Медаль оказалась прямо связанной с именем старца (в ту пору, впрочем, совсем еще молодого человека) – отец познакомился с Львом Николаевичем Толстым как раз на батареях во время Крымской кампании. Они вместе, несли службу. Позже пути их разошлись. Александр II пожаловал отцу флигель-адъютанта, еще через годы Аркадий Дмитриевич стал старшим генералом свиты, в русско-турецкую войну командовал корпусом, удостоился поста генерал-губернатора Восточной Румелии и на склоне лет был назначен комендантом Московского Кремля. Однако с другом молодости связи не порвал. Лев Николаевич помышлял даже сделать его компаньоном в каком-то литературном предприятии. Отец нередко навещал его в Ясной Поляне. В одну из поездок он взял младшего сына. Петру тогда едва исполнилось восемь лет. Позже – гимназистом, универсантом, последний раз – уже когда начал службу в Петербурге, Петр Аркадьевич встречался с великим стариком. Но отложилась в памяти до мелочей, да и повлияла на все последующее, наверное, именно та первая встреча.
Запомнилось: выехали они из Москвы в солнце, а потом нагнало тучи, хлынул дождь, дорогу развезло, и до Тулы добирались трудно.
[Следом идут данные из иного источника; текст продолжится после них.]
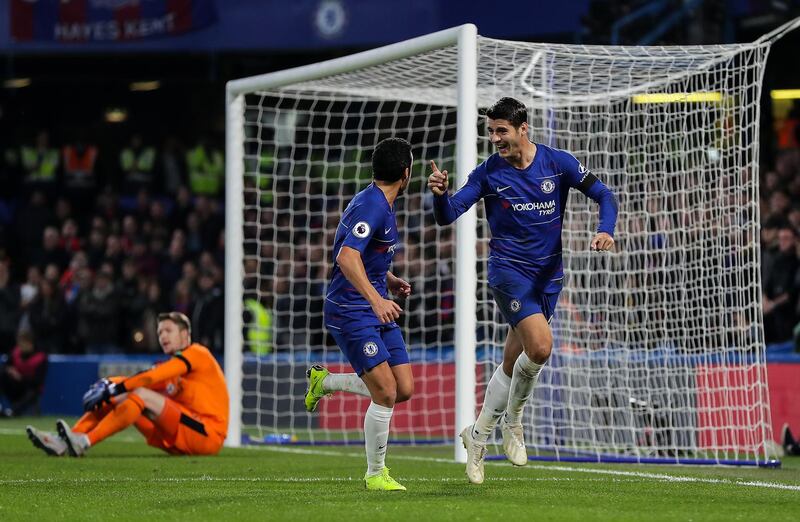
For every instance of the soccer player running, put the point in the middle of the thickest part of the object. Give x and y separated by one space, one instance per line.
360 316
524 187
180 406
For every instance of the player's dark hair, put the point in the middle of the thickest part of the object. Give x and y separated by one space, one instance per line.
178 318
390 159
508 109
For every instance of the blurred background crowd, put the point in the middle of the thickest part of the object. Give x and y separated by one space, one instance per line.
112 178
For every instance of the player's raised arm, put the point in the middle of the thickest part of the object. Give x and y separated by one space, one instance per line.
446 209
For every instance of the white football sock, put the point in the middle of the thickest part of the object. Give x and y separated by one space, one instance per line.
526 373
349 382
494 404
376 436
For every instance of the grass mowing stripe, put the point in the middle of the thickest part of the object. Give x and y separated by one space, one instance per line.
205 478
662 477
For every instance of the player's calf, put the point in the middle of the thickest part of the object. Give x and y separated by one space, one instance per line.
514 444
476 452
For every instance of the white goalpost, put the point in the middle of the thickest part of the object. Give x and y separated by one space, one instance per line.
658 347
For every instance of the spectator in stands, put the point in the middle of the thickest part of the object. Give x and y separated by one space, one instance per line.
172 264
172 168
51 250
206 169
96 247
22 376
47 316
9 309
29 289
30 222
779 292
40 165
137 162
208 312
113 253
98 316
80 176
70 242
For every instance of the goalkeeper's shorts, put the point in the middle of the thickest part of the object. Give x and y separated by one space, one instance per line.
180 432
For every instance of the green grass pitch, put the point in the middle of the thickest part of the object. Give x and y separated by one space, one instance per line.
122 479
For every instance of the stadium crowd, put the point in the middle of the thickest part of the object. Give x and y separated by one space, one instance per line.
780 236
88 258
95 243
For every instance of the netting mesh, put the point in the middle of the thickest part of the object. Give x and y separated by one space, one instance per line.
658 347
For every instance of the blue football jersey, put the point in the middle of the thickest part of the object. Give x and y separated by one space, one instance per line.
368 225
525 208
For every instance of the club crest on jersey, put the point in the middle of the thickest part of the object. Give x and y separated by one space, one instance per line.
370 348
361 229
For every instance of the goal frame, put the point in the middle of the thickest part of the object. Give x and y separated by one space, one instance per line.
465 41
465 37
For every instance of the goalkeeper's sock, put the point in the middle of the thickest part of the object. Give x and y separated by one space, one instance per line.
494 404
347 382
124 414
526 373
90 419
376 435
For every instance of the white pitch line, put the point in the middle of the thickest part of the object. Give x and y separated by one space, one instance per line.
636 474
206 478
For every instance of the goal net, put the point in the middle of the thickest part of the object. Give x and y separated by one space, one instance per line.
658 347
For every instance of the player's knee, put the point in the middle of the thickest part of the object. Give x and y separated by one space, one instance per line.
540 351
404 393
385 396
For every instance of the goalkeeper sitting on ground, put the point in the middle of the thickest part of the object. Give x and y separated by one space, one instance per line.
180 406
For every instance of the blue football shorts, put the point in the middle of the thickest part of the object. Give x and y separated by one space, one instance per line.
519 298
367 347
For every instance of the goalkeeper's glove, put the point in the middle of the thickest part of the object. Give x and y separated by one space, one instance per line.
100 393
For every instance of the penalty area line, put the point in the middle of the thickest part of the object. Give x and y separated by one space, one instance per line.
659 477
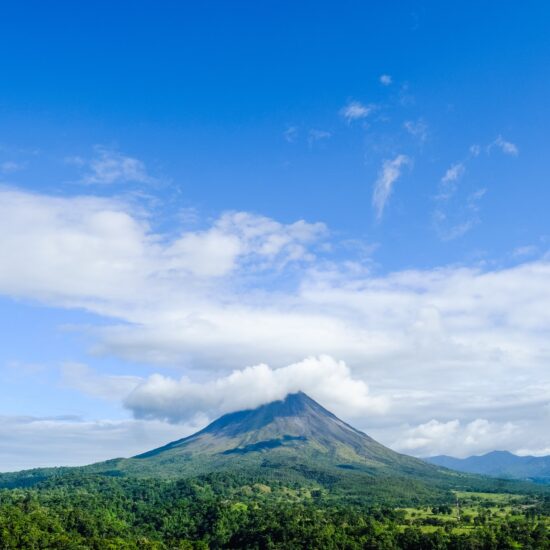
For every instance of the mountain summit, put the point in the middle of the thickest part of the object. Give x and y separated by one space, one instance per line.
292 423
294 440
294 436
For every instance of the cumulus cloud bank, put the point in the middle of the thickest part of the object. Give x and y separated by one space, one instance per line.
323 378
446 343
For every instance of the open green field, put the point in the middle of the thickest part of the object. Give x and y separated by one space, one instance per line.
217 512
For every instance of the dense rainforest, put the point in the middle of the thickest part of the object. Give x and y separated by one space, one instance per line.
229 511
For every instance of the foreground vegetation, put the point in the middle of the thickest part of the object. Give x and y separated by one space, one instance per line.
99 512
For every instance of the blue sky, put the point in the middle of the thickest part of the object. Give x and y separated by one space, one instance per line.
206 206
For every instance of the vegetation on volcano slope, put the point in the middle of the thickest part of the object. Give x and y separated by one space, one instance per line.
228 511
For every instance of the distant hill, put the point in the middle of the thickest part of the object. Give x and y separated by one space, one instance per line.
499 464
293 441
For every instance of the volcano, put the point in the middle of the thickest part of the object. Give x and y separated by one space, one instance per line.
295 436
292 441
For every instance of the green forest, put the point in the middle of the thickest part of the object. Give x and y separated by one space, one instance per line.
231 511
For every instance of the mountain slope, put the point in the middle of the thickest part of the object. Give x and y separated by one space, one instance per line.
294 430
499 464
293 441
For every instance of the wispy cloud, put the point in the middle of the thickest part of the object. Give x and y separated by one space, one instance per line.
317 135
9 167
507 147
387 176
109 166
468 338
417 128
355 110
454 219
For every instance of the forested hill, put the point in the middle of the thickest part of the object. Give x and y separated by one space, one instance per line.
499 464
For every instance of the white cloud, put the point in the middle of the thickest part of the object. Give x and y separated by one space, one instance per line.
468 341
355 110
388 175
109 167
451 223
459 439
84 379
91 250
30 442
507 147
323 378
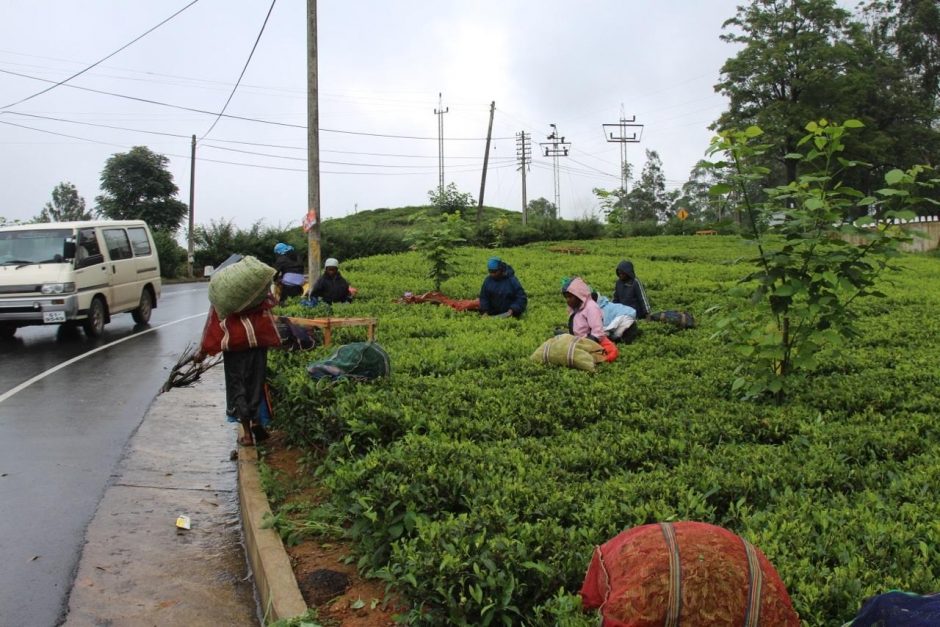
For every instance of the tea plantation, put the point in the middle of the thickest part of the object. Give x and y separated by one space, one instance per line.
477 481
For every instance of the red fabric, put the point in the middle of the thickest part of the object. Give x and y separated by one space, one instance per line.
437 298
628 578
240 331
610 349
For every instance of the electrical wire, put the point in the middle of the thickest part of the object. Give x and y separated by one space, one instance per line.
254 165
79 73
244 69
244 118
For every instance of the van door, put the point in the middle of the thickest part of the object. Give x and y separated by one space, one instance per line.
92 274
124 288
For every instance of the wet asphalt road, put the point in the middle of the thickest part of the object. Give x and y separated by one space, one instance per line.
62 434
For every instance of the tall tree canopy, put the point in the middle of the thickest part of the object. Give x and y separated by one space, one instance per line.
66 205
138 186
789 70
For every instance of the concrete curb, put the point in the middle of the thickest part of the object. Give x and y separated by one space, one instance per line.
277 588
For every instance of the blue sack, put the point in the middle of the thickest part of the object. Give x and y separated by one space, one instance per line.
899 609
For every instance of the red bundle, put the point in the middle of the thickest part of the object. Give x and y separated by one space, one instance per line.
688 573
464 304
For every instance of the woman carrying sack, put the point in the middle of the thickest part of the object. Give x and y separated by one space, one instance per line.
585 318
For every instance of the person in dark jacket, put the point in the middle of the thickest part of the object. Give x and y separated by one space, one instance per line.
331 287
290 271
629 291
501 293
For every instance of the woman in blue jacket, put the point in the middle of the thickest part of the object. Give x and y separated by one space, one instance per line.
502 294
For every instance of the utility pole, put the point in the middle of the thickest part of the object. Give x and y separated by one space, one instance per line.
439 112
623 127
192 196
486 160
555 147
312 221
524 155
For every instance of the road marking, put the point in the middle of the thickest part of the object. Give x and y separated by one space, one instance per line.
169 294
42 375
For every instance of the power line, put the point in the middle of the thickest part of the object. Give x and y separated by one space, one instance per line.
244 69
230 141
240 117
247 165
62 82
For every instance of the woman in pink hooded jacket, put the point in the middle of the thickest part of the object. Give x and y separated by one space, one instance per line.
585 318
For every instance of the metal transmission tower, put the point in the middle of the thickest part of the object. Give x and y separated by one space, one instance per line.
555 147
439 112
623 127
524 155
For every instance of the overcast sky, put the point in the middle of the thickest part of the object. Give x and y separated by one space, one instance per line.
574 63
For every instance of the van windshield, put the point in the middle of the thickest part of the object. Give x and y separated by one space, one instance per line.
33 246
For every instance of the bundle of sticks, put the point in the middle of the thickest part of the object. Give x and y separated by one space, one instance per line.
186 371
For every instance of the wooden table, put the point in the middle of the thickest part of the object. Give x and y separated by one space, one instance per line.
328 324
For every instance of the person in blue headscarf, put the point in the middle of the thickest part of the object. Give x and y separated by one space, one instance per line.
502 294
290 271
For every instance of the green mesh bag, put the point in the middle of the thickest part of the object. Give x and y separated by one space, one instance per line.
568 350
359 361
240 286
Петра измочалило на ухабах, да еще приходилось спрыгивать в грязь и помогать – толкать карету, засевшую в очередную яму. Лошади хрипели, из-под колес выплескивало грязь. Отец посмеивался: «Путь к Великому тернист!..»
Только на второй день, перед Ясной Поляной, снова пробилось солнце. Под зеленым сводом красивой березовой аллеи – «прешпекта» они подкатили к усадьбе. Дом, хоть и двухэтажный, оказался невзрачным: совсем не таким представлял Петр обиталище прославленного писателя.